TITIKNOL.ID, SAMARINDA – Anak-anak dari orangtua ekonomi lemah akan memperoleh akses pendidikan berasrama bernama Sekolah Rakyat. Tentunya akan dibuat di beberapa daerah di Indonesia.
Satu di antaranya Kota Samarinda, Provinsi Kalimantan Timur juga dipilih sebagai lokasi untuk pengadaan Sekolah Rakyat.
Pemerintah Kota Samarinda tengah bersiap untuk pembangunan Sekolah Rakyat (SR) di Kota Samarinda, Provinsi Kalimantan Timur sebagai bagian dari program prioritas nasional Presiden Prabowo Subianto.
Sekolah ini diperuntukkan khusus bagi anak-anak dari keluarga kurang mampu, dengan sistem boarding school atau asrama yang seluruh pembiayaannya ditanggung pemerintah pusat.
Kepala Dinas Pendidikan dan Kebudayaan (Disdikbud) Samarinda, Asli Nuryadin mengungkapkan, bahwa persiapan teknis sudah hampir rampung.
Bahkan, pihaknya telah beberapa kali berkoordinasi dengan Kementerian Dalam Negeri (Kemendagri) dan pihak terkait lainnya untuk memastikan kesiapan Samarinda dalam proyek ini.
“Pemerintah kota, sudah siap.

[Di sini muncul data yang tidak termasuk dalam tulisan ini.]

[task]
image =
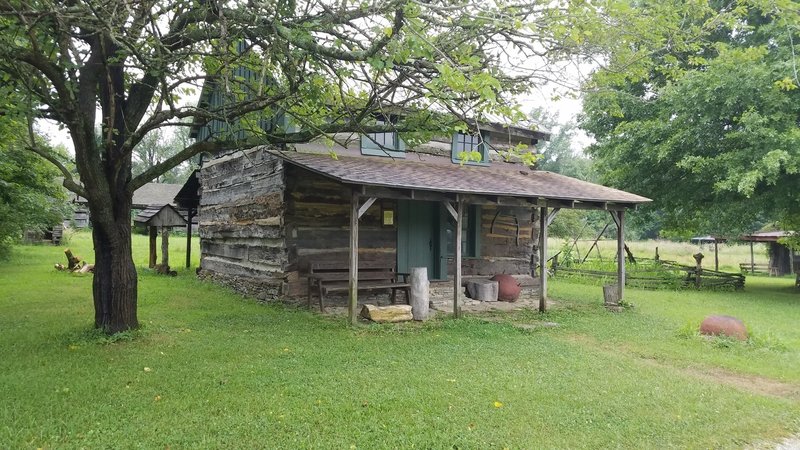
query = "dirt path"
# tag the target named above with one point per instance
(750, 383)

Sebelumnya kami sudah empat kali melakukan koordinasi, terakhir dengan Kemendagri. Semua persyaratan sudah dicek dan alhamdulillah lengkap,” ungkap Asli Nuryadin.
Menurutnya, Walikota Andi Harun dijadwalkan akan menandatangani persetujuan di hadapan Presiden Prabowo Subianto pada 11 April 2025, sebagai tanda bahwa Samarinda siap menjadi lokasi pembangunan Sekolah Rakyat.
“Insya Allah bahwa kita basisnya ready dan untuk SD dan SMP sesuai dengan kewenangan kita,” ujar Asli.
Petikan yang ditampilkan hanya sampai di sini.